Et son esprit, brisant les pesantes cloisons
Où sommeillent encor ses vertus ignorées,
Apparaîtra, le jour venu, ailes dorées,
Dans la couleur et dans la joie de sa jeunesse.
Faites descendre en lui le sens de la sagesse.
Qu'il sache discerner le bien du mal. Qu'il sache,
Si votre Providence lui commet une tâche
Où, plus que ses deux bras, agisse l'âme close
De son cerveau, peser la vérité des choses.

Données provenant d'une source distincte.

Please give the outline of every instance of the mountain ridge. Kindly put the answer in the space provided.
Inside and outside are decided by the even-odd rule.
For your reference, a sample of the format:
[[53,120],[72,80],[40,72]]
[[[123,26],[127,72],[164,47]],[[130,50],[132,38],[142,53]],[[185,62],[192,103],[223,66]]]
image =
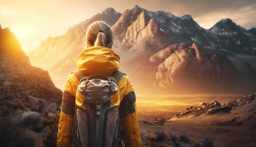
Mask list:
[[[73,26],[65,35],[60,37],[62,38],[62,42],[52,42],[47,46],[54,53],[47,55],[54,58],[54,60],[49,60],[30,53],[29,56],[31,64],[49,70],[51,77],[54,80],[55,83],[58,87],[63,87],[67,76],[76,68],[76,59],[81,51],[83,49],[84,44],[82,41],[86,28],[96,20],[105,21],[111,25],[115,42],[114,44],[115,46],[112,49],[120,56],[120,70],[130,77],[134,83],[135,87],[139,90],[146,90],[148,86],[154,87],[150,88],[155,88],[153,81],[157,78],[159,65],[157,63],[150,62],[150,57],[171,45],[176,44],[181,45],[188,41],[194,43],[202,50],[227,57],[228,60],[230,60],[235,64],[235,68],[239,72],[243,72],[241,74],[244,75],[245,79],[249,77],[248,79],[253,79],[251,82],[252,84],[250,84],[256,85],[255,83],[256,81],[254,80],[256,76],[251,75],[248,76],[245,72],[246,70],[243,69],[245,67],[239,65],[240,65],[242,60],[244,60],[252,68],[252,69],[246,68],[248,70],[252,70],[251,73],[256,70],[255,29],[246,30],[227,19],[221,20],[211,29],[207,30],[200,27],[190,15],[178,17],[170,12],[148,11],[138,5],[132,9],[126,10],[123,14],[108,8],[91,18]],[[219,28],[220,29],[218,29]],[[73,34],[73,35],[69,36],[68,34]],[[43,42],[42,44],[43,44]],[[65,44],[66,46],[63,46],[63,44]],[[34,52],[36,53],[40,50],[46,50],[44,48],[45,47],[40,45]],[[54,50],[58,50],[54,54]],[[63,54],[65,52],[62,52],[63,54],[58,55],[58,52],[61,52],[62,50],[66,50],[69,53],[65,55]],[[34,57],[32,59],[31,57],[33,56]],[[38,61],[40,61],[41,63],[38,63]],[[45,61],[49,61],[51,63],[45,63]],[[49,65],[50,67],[47,67]],[[182,65],[180,65],[178,68],[181,69]],[[200,66],[204,66],[207,65],[204,65],[203,63],[200,65]],[[204,68],[207,69],[207,67]],[[236,74],[231,74],[231,77],[233,77],[232,75]],[[209,75],[210,78],[211,76],[213,75]],[[186,76],[182,78],[186,81],[189,81],[191,77]],[[152,80],[149,81],[148,79]],[[237,80],[234,79],[235,81]],[[202,81],[203,83],[209,82],[206,79],[203,81]],[[247,83],[248,80],[245,82],[242,79],[240,81],[242,83]],[[243,83],[243,85],[245,85],[246,84]],[[254,88],[253,87],[252,89]],[[166,90],[170,91],[170,88],[166,88],[165,89]],[[251,90],[245,90],[244,88],[242,89],[245,91],[254,92]],[[200,89],[198,90],[197,92],[200,92]],[[181,90],[182,91],[182,90]],[[213,91],[214,90],[213,90]]]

Qu'il goûte dans mon lait la grâce de la vie.
Qu'il grandisse sans fard, sans haine, sans envie,
Compatissant à l'infime douleur des bêtes,
Du ciel clair, des blés mûrs, des fleuves, des chemins,
Des poissons de corail aux vasques des bassins,
Des ballons verts, des acrobates, des tortues,
De la fierté sereine et blanche des statues,
Et que, mêlant alors son coeur à l'univers,
Il en laisse jaillir la musique des vers.
Le père et la mère parlent:
Dieu tout-puissant, qu'il soit poète ou philosophe,
Que de vocables d'or s'éblouissent les strophes
Dont il célébrera les hommes et les plantes,
Qu'il soit faucheur au sein des avoines tremblantes,
Qu'il vive dans la forge ou sur les vagues vertes,
Obtenez que jamais son âme ne se perde.
Daignez bénir, Seigneur, notre petit enfant!